Immune checkpoint inhibitor facilitated the T cell-mediated tumor-killing effect induced by CD47-DOX-GMC on established tumor (A) 6-week-old C57BL/6 male mice were i.p. inoculated with B16-F10-Luc cells for 8 days to establish melanoma-bearing mice and i.p. treated with GMC, DOX-GMC, and CD47-DOX-GMC at a dose of 10⁶ per mouse for two doses in total at day 0 and day 7 (n = 5). (B) Tumor bioluminescence was monitored by using IVIS at different time points (day 0, 4, and 8). (C and D) The recorded survival rate curve (C) and semi-quantification on the change of bioluminescence intensity in melanoma-bearing mice (D). (E) Melanoma mice were additionally i.p. administered with aPD-L1 after CD47-DOX-GMC treatment for 3 days (n = 5), with a dose of 4 mg/kg at day 3 and day 10, respectively. (F) Tumor bioluminescence was monitored by using IVIS at different time points (day 0, 4, 8, 13, and 19). (G and H) The recorded survival rate curve (G) and semi-quantification on the change of bioluminescence intensity in melanoma-bearing mice (H).

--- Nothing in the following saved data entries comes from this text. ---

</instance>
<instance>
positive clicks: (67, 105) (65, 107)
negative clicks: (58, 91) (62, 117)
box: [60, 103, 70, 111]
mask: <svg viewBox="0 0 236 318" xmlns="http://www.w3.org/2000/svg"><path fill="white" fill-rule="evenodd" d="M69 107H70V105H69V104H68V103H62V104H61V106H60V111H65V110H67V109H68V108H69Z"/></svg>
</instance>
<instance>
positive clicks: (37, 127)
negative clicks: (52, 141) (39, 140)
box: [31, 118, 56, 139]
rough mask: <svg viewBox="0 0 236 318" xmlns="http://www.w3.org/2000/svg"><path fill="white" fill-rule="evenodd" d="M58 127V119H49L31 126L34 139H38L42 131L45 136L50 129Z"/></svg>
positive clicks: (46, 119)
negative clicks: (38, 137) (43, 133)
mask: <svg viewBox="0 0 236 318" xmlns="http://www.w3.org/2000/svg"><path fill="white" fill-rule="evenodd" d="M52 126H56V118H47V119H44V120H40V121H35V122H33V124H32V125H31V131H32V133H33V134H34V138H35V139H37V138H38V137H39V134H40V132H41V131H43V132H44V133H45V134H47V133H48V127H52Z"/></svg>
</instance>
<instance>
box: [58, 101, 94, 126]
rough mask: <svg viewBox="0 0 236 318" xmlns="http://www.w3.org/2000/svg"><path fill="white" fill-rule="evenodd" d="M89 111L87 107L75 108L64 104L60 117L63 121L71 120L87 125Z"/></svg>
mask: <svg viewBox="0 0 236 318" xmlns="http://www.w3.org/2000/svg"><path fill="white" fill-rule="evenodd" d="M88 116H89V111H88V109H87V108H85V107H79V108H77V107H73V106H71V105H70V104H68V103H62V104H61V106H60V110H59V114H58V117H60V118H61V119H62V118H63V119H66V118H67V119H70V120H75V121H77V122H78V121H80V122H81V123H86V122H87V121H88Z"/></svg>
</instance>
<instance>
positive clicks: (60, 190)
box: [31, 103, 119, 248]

The data in (D) and (H) were presented as mean ± SD.

Figure 7

Personalized CD47-DOX-GMC vaccine from ascites achieved effective antitumor efficacy (A) B16-F10 cells were collected from ascites of tumor-bearing mice and enriched by using filtration capture. (B) 6-week-old C57BL/6 male mice were i.p. administered with B16-F10-Luc cells for 3 days, and then inoculated with ascites-derived CD47-DOX-GMC at a dose of 10⁶ per mouse (n = 5), with two doses in total at day 0 and day 7. (C) Tumor bioluminescence was monitored by using IVIS at different time points (day 0, 4, 8, 13, and 19). (D and E) The recorded survival rate curve (D) and semi-quantification on the change of bioluminescence intensity in melanoma-bearing mice (E). The data in (E) were presented as mean ± SD.